Prior to the study, Lee added, he speculated that it would be possible to pick up a wide range of structural genomic variants by analyzing sequences from many unrelated individuals — a prediction that panned out in the new study.
In particular, the researchers were able to identify repetitive or otherwise complex parts of the Y chromosome that are typically marked by variation or conservation, he explained, while using the sequence data to retrace roughly 183,000 years of human evolution.
"Whereas both the GRCh38 … and the T2T Y assemblies represent European Y lineages, half of our Y chromosomes constitute African lineages and include most of the deepest-rooted human Y lineages," the authors wrote, adding that the "newly assembly dataset of 43 Y chromosomes therefore provides a more comprehensive view of genetic variation, at the nucleotide level, across over 180,000 years of human Y chromosome evolution."
At sites surrounding a highly heterochromatic sequence block at the chromosome region Yq12, for example, the team saw inversions involving the DYZ1 and DYZ2 repeat units that tended to have consistent one-to-one ratios despite their having a variable and complex organization.

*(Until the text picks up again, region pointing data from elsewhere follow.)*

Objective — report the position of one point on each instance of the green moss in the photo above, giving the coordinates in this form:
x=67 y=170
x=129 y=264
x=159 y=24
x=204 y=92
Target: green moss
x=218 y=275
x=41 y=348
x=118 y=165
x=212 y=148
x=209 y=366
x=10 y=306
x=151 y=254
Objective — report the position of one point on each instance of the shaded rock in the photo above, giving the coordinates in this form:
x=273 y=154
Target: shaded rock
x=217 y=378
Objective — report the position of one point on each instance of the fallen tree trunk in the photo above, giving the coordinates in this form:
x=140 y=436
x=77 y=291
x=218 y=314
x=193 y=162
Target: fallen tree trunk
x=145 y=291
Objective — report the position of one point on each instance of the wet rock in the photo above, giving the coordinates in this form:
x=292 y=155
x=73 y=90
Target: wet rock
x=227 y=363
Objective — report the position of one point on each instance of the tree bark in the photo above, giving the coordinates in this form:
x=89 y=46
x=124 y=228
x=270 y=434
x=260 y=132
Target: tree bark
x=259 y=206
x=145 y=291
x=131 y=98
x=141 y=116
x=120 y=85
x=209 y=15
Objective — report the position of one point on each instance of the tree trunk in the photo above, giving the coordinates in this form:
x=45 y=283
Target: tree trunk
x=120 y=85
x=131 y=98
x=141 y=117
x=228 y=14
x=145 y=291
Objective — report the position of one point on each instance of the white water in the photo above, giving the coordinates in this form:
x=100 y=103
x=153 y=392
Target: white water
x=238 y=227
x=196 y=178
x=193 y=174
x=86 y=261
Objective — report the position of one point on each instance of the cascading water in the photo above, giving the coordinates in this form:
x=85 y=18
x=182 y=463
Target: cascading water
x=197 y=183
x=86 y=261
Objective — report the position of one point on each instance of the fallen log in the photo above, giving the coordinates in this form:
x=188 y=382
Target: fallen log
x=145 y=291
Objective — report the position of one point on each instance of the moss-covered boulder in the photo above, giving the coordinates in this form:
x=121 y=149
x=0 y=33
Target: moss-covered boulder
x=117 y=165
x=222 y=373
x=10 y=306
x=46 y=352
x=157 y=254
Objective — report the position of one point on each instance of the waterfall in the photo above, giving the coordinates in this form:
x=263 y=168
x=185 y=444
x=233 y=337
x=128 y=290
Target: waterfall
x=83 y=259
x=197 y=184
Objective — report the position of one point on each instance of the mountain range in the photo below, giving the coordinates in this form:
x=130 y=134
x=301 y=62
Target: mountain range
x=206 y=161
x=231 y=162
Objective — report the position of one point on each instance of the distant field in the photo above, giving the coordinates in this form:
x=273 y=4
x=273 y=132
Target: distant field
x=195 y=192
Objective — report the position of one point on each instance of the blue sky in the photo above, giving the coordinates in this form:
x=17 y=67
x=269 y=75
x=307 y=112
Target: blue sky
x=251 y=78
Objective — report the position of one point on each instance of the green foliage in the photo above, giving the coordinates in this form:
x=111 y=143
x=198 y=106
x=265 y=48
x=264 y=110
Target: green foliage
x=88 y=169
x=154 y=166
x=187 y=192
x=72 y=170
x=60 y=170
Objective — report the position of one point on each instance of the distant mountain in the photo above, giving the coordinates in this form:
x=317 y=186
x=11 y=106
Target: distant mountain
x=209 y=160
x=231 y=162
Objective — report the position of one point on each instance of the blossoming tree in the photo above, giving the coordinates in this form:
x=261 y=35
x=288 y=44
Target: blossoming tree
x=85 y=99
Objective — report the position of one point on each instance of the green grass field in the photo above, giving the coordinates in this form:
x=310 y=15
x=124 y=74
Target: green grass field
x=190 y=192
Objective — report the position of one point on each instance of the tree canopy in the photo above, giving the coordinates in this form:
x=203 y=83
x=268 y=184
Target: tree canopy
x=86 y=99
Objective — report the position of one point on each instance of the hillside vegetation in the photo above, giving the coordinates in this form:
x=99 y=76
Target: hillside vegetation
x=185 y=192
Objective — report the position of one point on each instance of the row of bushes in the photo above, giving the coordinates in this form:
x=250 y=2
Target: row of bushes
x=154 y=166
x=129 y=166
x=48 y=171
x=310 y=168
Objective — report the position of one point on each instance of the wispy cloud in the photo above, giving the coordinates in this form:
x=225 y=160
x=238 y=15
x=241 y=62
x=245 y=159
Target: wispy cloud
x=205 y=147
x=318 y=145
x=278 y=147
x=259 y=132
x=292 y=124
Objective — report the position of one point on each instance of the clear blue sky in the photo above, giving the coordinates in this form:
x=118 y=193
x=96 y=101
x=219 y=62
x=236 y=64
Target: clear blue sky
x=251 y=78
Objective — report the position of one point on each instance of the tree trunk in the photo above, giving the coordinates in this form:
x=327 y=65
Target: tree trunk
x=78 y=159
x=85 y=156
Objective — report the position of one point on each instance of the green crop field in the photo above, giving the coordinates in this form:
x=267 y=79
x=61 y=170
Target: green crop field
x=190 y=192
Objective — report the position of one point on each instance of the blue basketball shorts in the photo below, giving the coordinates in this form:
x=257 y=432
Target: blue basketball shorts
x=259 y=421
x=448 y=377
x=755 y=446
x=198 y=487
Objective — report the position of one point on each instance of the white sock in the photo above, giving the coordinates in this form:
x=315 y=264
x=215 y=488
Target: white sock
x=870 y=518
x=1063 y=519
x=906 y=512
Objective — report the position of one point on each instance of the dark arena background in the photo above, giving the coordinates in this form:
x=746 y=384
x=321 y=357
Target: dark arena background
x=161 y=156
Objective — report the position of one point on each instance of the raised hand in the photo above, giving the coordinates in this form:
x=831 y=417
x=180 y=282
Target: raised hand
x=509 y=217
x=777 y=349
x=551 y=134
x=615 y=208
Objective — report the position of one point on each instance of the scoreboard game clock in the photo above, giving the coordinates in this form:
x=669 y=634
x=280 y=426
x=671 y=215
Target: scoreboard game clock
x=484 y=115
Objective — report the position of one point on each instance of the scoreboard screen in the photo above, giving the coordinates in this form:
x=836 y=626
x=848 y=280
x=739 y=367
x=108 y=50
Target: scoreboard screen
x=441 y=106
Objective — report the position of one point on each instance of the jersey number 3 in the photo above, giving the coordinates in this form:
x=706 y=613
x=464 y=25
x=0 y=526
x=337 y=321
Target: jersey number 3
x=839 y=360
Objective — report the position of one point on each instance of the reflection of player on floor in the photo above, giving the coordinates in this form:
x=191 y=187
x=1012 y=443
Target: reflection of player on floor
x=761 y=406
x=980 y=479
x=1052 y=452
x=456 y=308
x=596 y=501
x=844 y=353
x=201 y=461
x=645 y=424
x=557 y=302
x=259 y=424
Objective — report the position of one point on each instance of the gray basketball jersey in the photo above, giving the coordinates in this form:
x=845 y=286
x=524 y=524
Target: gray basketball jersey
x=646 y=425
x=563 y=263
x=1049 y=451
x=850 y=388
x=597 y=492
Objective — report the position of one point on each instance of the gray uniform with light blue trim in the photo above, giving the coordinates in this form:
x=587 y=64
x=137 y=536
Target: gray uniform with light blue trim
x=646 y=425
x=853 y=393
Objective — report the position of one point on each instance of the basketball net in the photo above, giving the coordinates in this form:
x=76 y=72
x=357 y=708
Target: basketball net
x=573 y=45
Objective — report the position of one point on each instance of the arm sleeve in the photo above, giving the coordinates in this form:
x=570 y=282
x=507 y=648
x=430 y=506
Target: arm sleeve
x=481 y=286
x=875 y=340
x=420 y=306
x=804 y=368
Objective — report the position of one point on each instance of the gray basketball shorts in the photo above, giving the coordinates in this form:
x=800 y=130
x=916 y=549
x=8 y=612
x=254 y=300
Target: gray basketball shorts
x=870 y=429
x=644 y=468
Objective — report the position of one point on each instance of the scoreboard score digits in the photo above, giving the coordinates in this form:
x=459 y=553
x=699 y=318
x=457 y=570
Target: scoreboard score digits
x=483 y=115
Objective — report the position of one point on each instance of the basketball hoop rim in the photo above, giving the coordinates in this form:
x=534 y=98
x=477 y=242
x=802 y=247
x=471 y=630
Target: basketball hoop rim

Such findings point to an "as-of-yet unknown, functional significance for this chromosome region," Lee suggested.
Likewise, he noted that past research linking Y chromosome loss to bladder cancer risk, prognoses, and checkpoint immunotherapy treatment response hints at the possibility of using the complete Y chromosome reference sequence and Y chromosome variation data to focus in on specific sequences contributing to such features.
"Ultimately, the ability to effectively assemble the complete human Y chromosome has been a long-awaited yet crucial milestone towards understanding the full extent of human genetic variation," authors of the study explained, "and also provides the starting point to associate Y-chromosomal sequences to specific human traits and more thoroughly study human evolution."